Earlier this year, News of the Weird reported that the tony Silicon Valley town of Woodside, Calif. (population 5,600), had recently proposed to comply with a state law setting a minimum per-town number of "affordable housing" units by allowing horse farmers to create moderately priced "apartments" inside their barns. In May, Massachusetts state Rep. John H. Rogers proposed that towns in his state, when attempting to comply with laws requiring low-income housing, be able to include jails and prisons in their totals.

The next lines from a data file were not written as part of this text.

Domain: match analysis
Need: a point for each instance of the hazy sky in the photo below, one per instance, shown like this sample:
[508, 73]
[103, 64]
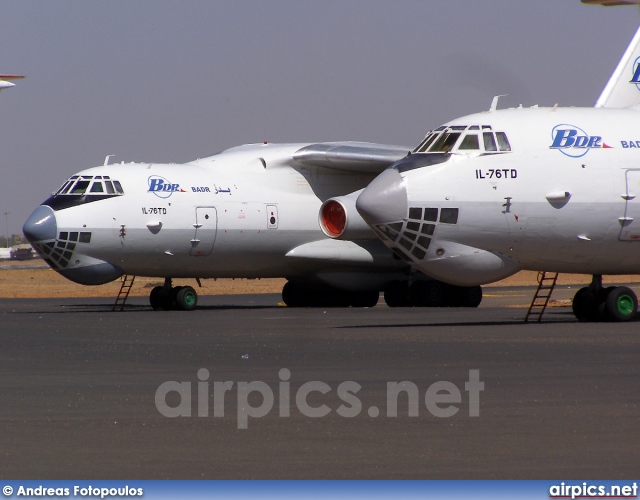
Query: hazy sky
[171, 81]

The Florida Department of Corrections released DUI-manslaughter convict Casey Bloom, even though he fulfilled his required 4,350 hours of community service by making only two public appearances, which were taped and broadcast thousands of times. Boston Harbor's 10th annual swim to commemorate clean-water progress was canceled due to heavy pollution. A 26-year-old Navy man was rescued from 85 feet inside the Kilauea (Hawaii) Volcano, where he had fallen after chasing his windblown baseball cap. Two mothers of 15-year-old baseball players were arrested after beating unconscious the mother of the rival player who scored the winning run (Salt Lake City).